Un quartiere, strade, viali e giardini, rari, grigi, che si fanno spazio tra le case. Luoghi di popolo, nel quartiere del Giambellino, dove, accanto alle piole cantate da Gaber, trovano posto kebab, ristoranti e parrucchieri cinesi. Dalle botteghe volti migranti venuti da lontano, che si affacciano a guardare il fiume umano, punteggiato di drappi e striscioni, illuminato da torce e fuochi d’ artificio.
Si cammina in una Milano grondante di pioggia e di tristezza, per gridare il nome di Guccio, stretti tra rabbia e ricordi. Ci siamo anche noi dalla Valle, a salutare Guccio che fu con noi, ai campeggi, alle camminate NO TAV, alle azioni cui dava l’apporto appassionato di un grande cuore e di un’ acuta intelligenza.

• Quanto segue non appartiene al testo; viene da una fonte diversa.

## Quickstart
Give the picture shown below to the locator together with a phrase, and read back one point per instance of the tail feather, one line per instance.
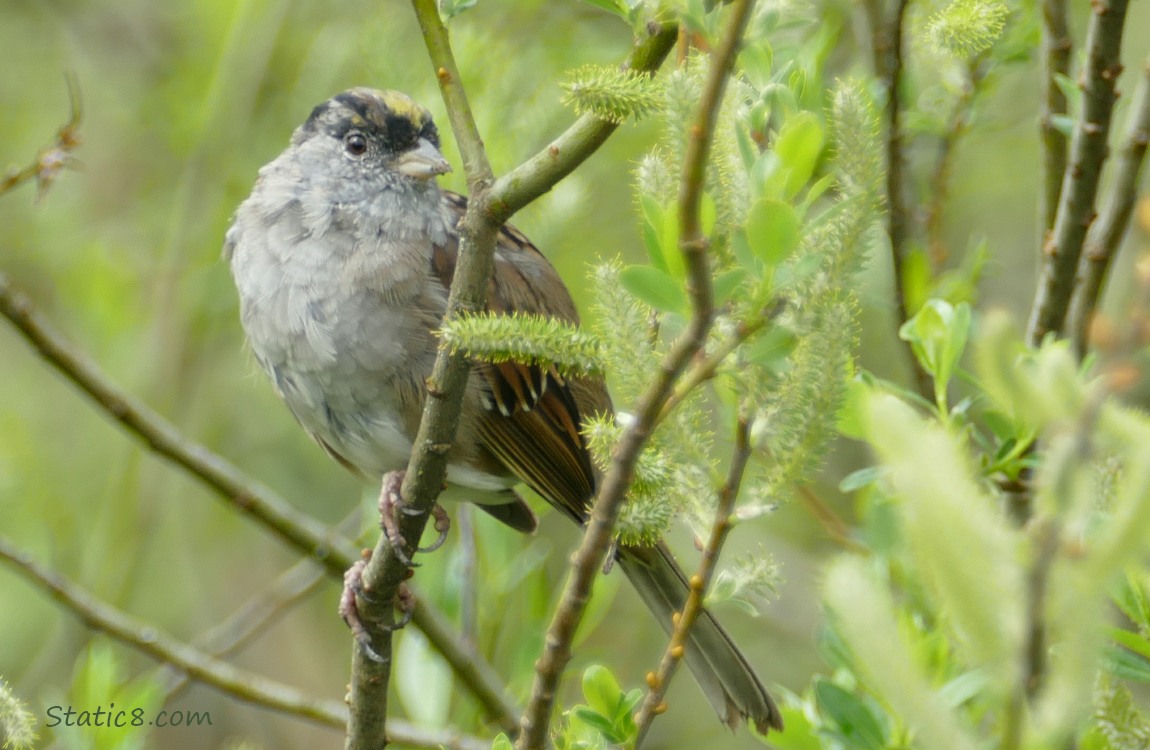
(727, 679)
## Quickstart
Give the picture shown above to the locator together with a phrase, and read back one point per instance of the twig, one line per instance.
(1080, 184)
(252, 498)
(660, 680)
(1056, 56)
(239, 683)
(428, 465)
(597, 538)
(488, 207)
(1105, 236)
(53, 159)
(705, 368)
(539, 173)
(257, 613)
(898, 212)
(940, 180)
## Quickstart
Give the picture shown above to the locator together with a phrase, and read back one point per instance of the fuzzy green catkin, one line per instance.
(17, 725)
(967, 28)
(1117, 718)
(534, 339)
(959, 540)
(611, 93)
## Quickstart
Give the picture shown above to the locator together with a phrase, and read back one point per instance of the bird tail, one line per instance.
(720, 668)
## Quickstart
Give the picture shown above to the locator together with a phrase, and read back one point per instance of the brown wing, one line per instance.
(533, 415)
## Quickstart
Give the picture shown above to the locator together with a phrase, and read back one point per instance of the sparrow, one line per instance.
(343, 257)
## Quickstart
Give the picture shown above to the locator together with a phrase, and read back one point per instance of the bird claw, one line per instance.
(391, 502)
(349, 607)
(442, 525)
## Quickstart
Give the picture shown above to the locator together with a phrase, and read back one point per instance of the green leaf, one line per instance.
(798, 147)
(861, 477)
(654, 287)
(772, 230)
(773, 347)
(850, 716)
(600, 689)
(423, 679)
(729, 282)
(915, 280)
(597, 721)
(937, 335)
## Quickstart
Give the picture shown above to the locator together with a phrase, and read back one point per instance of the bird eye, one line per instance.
(355, 144)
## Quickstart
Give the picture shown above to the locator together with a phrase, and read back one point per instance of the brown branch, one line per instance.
(252, 498)
(1105, 236)
(699, 582)
(1056, 58)
(597, 538)
(1080, 183)
(238, 683)
(53, 159)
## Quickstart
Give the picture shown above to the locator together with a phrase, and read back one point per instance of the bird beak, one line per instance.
(422, 162)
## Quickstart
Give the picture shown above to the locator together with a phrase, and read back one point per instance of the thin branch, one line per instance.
(428, 465)
(427, 468)
(252, 498)
(1080, 184)
(898, 215)
(238, 683)
(257, 613)
(1105, 236)
(53, 159)
(948, 146)
(699, 582)
(539, 173)
(597, 540)
(1056, 56)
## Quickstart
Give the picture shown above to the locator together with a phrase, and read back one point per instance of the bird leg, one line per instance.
(391, 502)
(349, 606)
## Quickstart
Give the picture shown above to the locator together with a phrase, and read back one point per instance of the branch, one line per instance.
(1056, 56)
(1105, 236)
(898, 212)
(597, 540)
(252, 498)
(53, 159)
(1080, 184)
(427, 469)
(257, 613)
(940, 180)
(539, 173)
(660, 680)
(238, 683)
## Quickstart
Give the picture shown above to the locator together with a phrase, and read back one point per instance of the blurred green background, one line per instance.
(182, 104)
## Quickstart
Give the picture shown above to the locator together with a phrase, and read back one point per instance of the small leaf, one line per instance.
(772, 230)
(600, 689)
(654, 287)
(1126, 664)
(861, 477)
(597, 721)
(798, 147)
(451, 8)
(853, 719)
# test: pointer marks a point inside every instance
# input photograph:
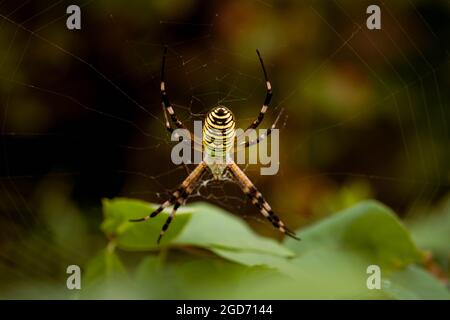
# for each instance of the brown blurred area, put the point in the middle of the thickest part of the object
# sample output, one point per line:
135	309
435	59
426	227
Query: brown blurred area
81	118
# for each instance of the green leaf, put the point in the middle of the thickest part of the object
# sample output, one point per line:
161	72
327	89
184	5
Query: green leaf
415	283
431	230
107	278
330	262
139	235
368	229
211	227
105	266
201	225
334	254
187	276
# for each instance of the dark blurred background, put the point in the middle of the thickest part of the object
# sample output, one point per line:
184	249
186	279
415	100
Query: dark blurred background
81	118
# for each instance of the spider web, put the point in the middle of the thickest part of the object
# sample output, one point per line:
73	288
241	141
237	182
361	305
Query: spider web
123	115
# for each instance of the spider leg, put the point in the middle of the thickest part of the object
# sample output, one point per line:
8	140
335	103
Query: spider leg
258	200
266	103
177	198
262	136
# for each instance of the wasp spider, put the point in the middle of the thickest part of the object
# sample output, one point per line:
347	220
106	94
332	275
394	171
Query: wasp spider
218	138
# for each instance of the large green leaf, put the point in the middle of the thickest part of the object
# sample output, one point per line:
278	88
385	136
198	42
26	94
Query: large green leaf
330	262
369	230
211	227
201	225
139	235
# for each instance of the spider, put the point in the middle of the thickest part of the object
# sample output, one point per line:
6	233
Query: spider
218	135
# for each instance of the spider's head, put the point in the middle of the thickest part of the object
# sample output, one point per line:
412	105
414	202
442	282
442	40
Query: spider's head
221	112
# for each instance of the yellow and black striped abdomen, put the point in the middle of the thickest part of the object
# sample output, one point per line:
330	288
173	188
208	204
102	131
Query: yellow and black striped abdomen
218	133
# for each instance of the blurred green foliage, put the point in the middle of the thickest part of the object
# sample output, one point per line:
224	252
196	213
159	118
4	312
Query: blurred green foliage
368	118
211	254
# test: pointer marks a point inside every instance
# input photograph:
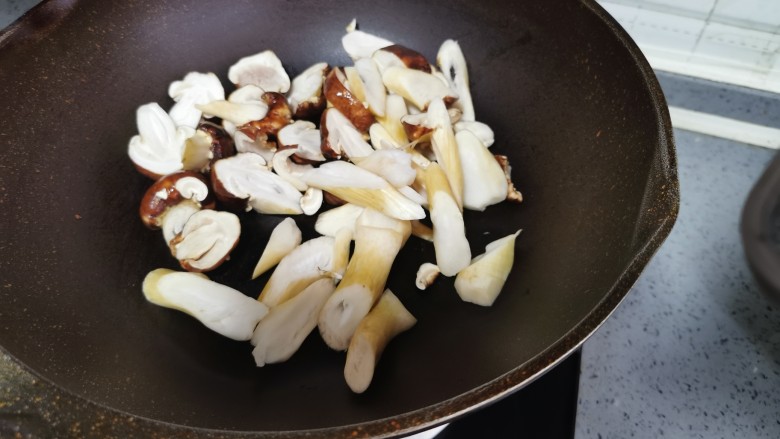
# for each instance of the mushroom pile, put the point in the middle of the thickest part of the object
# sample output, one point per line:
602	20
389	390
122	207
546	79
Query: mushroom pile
383	144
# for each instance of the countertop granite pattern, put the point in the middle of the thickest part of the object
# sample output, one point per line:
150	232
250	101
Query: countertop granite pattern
694	349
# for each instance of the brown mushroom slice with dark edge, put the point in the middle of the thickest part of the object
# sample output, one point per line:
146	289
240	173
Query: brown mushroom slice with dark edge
243	181
264	70
342	99
206	240
172	199
305	97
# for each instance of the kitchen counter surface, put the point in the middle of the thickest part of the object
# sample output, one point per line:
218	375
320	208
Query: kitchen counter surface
694	349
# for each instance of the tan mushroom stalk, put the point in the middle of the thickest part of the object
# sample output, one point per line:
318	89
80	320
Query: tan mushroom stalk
362	284
280	334
445	147
206	240
482	281
158	148
263	70
452	62
195	89
363	188
307	263
386	320
285	237
484	182
449	234
220	308
244	178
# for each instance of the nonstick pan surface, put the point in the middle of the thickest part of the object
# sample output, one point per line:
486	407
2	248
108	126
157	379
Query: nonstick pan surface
572	102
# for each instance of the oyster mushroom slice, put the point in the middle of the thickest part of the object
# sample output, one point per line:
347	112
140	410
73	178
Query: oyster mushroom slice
281	333
285	237
220	308
305	96
484	182
195	89
304	136
449	233
307	263
481	282
417	87
363	188
243	106
452	62
263	70
158	147
359	44
394	165
483	132
387	319
362	284
244	176
206	240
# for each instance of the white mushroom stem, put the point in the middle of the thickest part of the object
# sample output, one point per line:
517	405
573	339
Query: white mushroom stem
449	235
484	182
331	221
446	148
285	237
452	62
363	283
386	320
221	308
482	281
363	188
281	333
206	240
426	274
300	268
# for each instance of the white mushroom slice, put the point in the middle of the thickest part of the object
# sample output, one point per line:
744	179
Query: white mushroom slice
280	334
482	281
195	89
387	319
263	70
206	240
394	165
307	263
449	234
220	308
285	237
303	135
244	176
484	182
374	88
158	147
290	171
359	44
331	221
416	86
483	132
446	149
395	109
426	274
451	60
243	106
306	88
358	186
311	201
363	283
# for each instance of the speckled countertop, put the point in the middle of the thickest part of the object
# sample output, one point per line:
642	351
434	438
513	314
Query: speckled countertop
693	351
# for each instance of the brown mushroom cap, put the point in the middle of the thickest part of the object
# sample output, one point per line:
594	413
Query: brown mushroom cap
171	190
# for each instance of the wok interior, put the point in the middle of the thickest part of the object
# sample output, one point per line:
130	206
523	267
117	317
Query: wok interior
568	105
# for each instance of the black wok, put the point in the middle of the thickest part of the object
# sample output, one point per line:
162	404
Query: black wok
573	104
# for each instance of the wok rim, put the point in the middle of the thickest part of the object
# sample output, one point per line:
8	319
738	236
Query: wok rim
508	383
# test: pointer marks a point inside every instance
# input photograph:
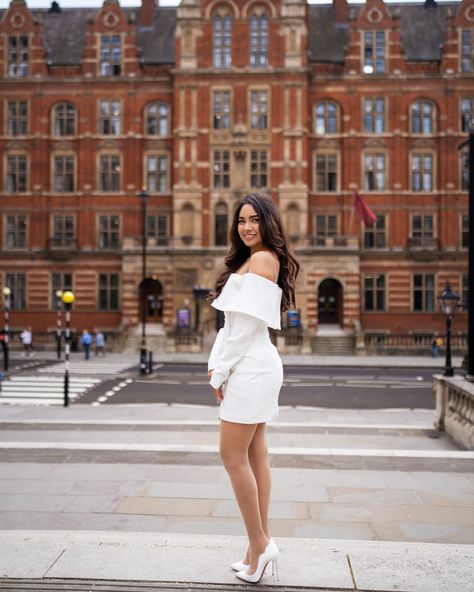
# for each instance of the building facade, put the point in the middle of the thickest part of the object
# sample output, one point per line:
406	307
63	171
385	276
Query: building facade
199	105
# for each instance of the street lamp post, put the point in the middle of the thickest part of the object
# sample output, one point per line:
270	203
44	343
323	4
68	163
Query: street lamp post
144	195
6	331
68	299
448	301
59	302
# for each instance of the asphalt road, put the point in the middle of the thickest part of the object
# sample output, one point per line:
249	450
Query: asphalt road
352	388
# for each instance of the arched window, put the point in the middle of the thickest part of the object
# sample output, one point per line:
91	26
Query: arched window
258	39
293	222
158	119
222	40
64	120
221	225
187	224
326	118
422	117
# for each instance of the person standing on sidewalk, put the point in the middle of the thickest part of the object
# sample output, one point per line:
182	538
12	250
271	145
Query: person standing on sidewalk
245	368
86	341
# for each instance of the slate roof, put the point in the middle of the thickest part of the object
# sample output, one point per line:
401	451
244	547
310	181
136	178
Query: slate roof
422	30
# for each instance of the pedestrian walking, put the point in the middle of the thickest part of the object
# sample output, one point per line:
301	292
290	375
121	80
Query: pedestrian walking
86	341
245	368
26	337
99	343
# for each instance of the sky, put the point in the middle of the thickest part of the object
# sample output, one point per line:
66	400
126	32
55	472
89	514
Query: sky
98	3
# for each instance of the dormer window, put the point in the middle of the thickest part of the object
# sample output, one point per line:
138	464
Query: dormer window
259	39
110	55
18	56
222	40
374	52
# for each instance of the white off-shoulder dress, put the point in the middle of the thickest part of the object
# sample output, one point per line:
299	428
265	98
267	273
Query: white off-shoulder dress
243	359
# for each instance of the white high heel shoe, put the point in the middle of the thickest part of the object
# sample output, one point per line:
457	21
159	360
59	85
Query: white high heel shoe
269	555
240	566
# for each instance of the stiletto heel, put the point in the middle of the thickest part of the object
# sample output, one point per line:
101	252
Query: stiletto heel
240	566
269	555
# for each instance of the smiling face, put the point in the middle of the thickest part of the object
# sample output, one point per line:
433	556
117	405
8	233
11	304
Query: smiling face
248	228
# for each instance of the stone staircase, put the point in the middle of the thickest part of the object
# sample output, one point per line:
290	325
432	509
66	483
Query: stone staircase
333	345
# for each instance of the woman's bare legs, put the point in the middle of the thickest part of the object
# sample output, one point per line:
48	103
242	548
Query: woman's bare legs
259	463
235	442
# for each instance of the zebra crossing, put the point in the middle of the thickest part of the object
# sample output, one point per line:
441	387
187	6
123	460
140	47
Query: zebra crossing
92	366
42	390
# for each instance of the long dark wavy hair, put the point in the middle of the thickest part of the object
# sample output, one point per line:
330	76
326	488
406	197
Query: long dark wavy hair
274	238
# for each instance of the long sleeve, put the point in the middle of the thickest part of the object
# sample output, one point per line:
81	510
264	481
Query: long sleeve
237	341
217	348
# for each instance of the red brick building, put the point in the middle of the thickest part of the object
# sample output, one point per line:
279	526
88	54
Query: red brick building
201	104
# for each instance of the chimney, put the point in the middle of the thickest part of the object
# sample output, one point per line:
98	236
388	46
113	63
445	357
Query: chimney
341	12
147	13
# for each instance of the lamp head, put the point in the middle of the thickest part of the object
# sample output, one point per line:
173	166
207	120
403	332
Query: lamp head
448	301
68	297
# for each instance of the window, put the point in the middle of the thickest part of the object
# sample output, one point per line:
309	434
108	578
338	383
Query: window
157	227
109	119
157	174
467	36
325	120
221	225
18	56
221	169
157	119
109	178
465	291
109	232
375	235
16	232
64	230
422	229
464	163
258	40
110	55
64	120
108	291
64	177
326	226
17	284
258	109
374	52
422	172
187	224
423	292
422	114
464	231
17	174
374	172
221	109
467	113
222	40
293	222
258	168
374	292
374	115
62	282
326	172
17	118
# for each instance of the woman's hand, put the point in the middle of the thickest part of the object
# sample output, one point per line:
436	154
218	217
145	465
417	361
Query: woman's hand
217	392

Canti, bandiere, interventi, ma soprattutto passi; e la città del sabato sera che si ferma a guardare, a chiedere… Guccio vive, sicuramente, in quelle voci che gridano slogan e canzoni mentre il cuore piange.
Si ritorna alla Pizzeria occupata. dai tetti parte una girandola di stelle cadenti, fontane di luci, arabeschi di luminarie a sfidare il buio.
In alto, contro il cielo ardono fiaccole e, ad un tratto appare una bandiera, immensa, rossa, sventolata da un’esile figura, come un saluto di lontano, presto inghiottito dalla notte.
“Nessuno o tutti; o tutto o niente; è solo insieme che dobbiamo lottare…”.
Refoli di vento frenano la pioggia, si impigliano tra il fogliame malato delle siepi spartitraffico. Ma tu forse ora sei nel vento di Clarea, Guccio, e hai il respiro dei boschi e il passo silenzioso degli animali della selva; sempre con noi, vivo nelle lotte, perché chi ha compagni non morirà.